Nehmann didn’t hesitate. He ran towards the smoke of the explosion, shouting Messner’s name. Where the tent had been there was nothing but torn strips of canvas and the sour sweetness of expended cordite. Nehmann found Messner sprawled on the freezing turf. His throat was torn open and half his head had gone.

Nehmann crouched over him a moment, aware of more explosions, some of them close, and the roar of aircraft engines. There was a face he recognised at the door of the Tante-Ju. It was Gigensohen.

‘Run,’ he was yelling. ‘We’re off.’

Nehmann knew he was cutting it fine. He took a final look at Messner, then he noticed the object in his hand. It was the egg slicer. That’s what he’d come back for. That’s what had killed him.

Nehmann bent quickly, easing the fierce grip of Messner’s fingers. Then he began to run.

*

Nehmann’s memories of leaving the stricken airfield at Tatsinskaya were, he thought later, cinematic. In the crush of bodies as the aircraft lurched drunkenly into the air he could see nothing but occasional glimpses of the Soviet onslaught through the Ju’s big square windows: the sudden yellow blossom of an explosion, a deep scarlet at its core; the aircraft’s own shadow, briefly visible, racing over the shell-pocked outer airfield as the pilot fought for altitude; then the relief as shreds of cloud closed around the aircraft and everything went grey. The atmosphere in the cabin was sombre. People avoided eye contact. They’d tasted defeat and they knew that worse was probably to come.

They landed first at Rostov, which had mercifully been spared the attentions of the Soviets. Then, after a brief pause for refuelling, they were on their way again, still standing shoulder to shoulder as they droned west. Cinematic, Nehmann thought. Goebbels would doubtless be proud of him.

They arrived in Berlin nearly ten hours later after another refuelling stop. By some miracle, the Promi had anticipated his arrival and sent a car out to Tempelhof. The driver met Nehmann at the aircraft steps. It was Christmas Day, already late afternoon. The driver was under orders to whisk him out to the villa at Bodensee where the Minister and his family were celebrating together. Nehmann insisted that Gigensohen be dropped off first but the pathologist declined the lift. He said he was grateful for the offer but, in all truth, he needed an hour or so on his own before he could face the real world.

Nehmann knew exactly what he meant. The big Mercedes had been, according to the driver, a recent present from the Chancellery, a mark of the Führer’s gratitude. It was heavily armoured and could survive any attack. Hitler, it seemed, had also presented his Minister with no fewer than four bodyguards, a tribute to his importance. Nehmann sat in the back as the car purred away, aware of the smell of new leather, wondering whether centimetres of armour plate and a huge engine was meant to offer him reassurance.

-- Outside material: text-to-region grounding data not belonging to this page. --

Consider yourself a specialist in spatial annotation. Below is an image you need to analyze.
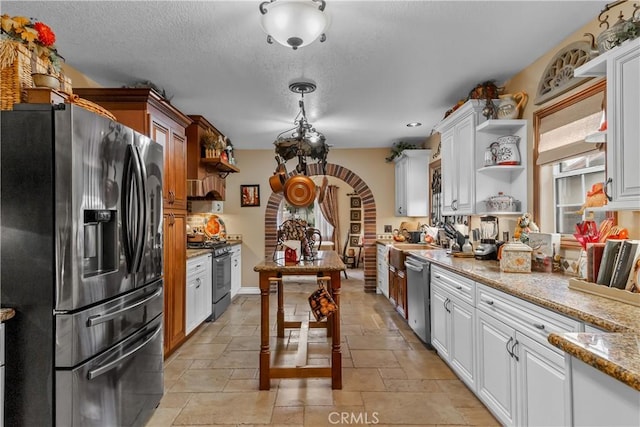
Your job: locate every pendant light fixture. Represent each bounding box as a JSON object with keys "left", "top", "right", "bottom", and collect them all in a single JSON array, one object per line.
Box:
[
  {"left": 273, "top": 81, "right": 329, "bottom": 175},
  {"left": 259, "top": 0, "right": 328, "bottom": 50}
]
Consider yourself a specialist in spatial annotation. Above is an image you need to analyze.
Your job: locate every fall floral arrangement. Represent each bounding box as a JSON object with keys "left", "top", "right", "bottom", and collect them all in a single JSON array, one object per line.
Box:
[{"left": 0, "top": 14, "right": 62, "bottom": 72}]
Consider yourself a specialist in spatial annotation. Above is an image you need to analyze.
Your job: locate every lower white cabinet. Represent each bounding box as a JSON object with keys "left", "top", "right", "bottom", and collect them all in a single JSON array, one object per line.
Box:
[
  {"left": 376, "top": 243, "right": 389, "bottom": 297},
  {"left": 230, "top": 244, "right": 242, "bottom": 298},
  {"left": 475, "top": 283, "right": 578, "bottom": 426},
  {"left": 431, "top": 267, "right": 476, "bottom": 391},
  {"left": 571, "top": 357, "right": 640, "bottom": 427},
  {"left": 186, "top": 254, "right": 212, "bottom": 335}
]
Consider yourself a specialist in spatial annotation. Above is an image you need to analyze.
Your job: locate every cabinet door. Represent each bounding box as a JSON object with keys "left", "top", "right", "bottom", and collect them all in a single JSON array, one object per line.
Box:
[
  {"left": 515, "top": 332, "right": 569, "bottom": 427},
  {"left": 450, "top": 299, "right": 476, "bottom": 391},
  {"left": 163, "top": 212, "right": 186, "bottom": 355},
  {"left": 388, "top": 268, "right": 398, "bottom": 305},
  {"left": 455, "top": 117, "right": 476, "bottom": 214},
  {"left": 608, "top": 41, "right": 640, "bottom": 208},
  {"left": 185, "top": 274, "right": 198, "bottom": 335},
  {"left": 377, "top": 245, "right": 389, "bottom": 297},
  {"left": 476, "top": 310, "right": 517, "bottom": 426},
  {"left": 396, "top": 270, "right": 407, "bottom": 319},
  {"left": 394, "top": 158, "right": 407, "bottom": 216},
  {"left": 171, "top": 131, "right": 187, "bottom": 210},
  {"left": 430, "top": 285, "right": 450, "bottom": 359},
  {"left": 441, "top": 129, "right": 458, "bottom": 215},
  {"left": 231, "top": 246, "right": 242, "bottom": 298},
  {"left": 151, "top": 119, "right": 172, "bottom": 206}
]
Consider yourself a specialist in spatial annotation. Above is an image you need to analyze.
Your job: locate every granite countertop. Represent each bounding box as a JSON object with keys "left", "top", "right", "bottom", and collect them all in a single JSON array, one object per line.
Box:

Nightmare, he’d already decided, was too small a word. First Stalingrad, just the word itself, a tocsin for the soul, a synonym for everything hateful about the world. Then Stalingrad’s weather, the bitter cold that stole into your very core, and the frozen parcels of flesh and blood, some animal, some not, that littered every ruined street, every pile of roadside debris, every next line of footsteps that might once have been a road.

These images, Nehmann knew, would stay with him forever but what was far, far worse was the journey he’d made at the priest’s invitation, the descent into hell, the moment of purest horror when the image he’d kept in his head of Kirile melted in front of his eyes and became a child’s papier-mâché apology for a face, scarlet daubs, obscene hollows, eyeless, broken, the work of someone deeply evil. Kalb, he thought. Kalb had done that. And whatever else happened in this bitch of a war, Kalb would pay.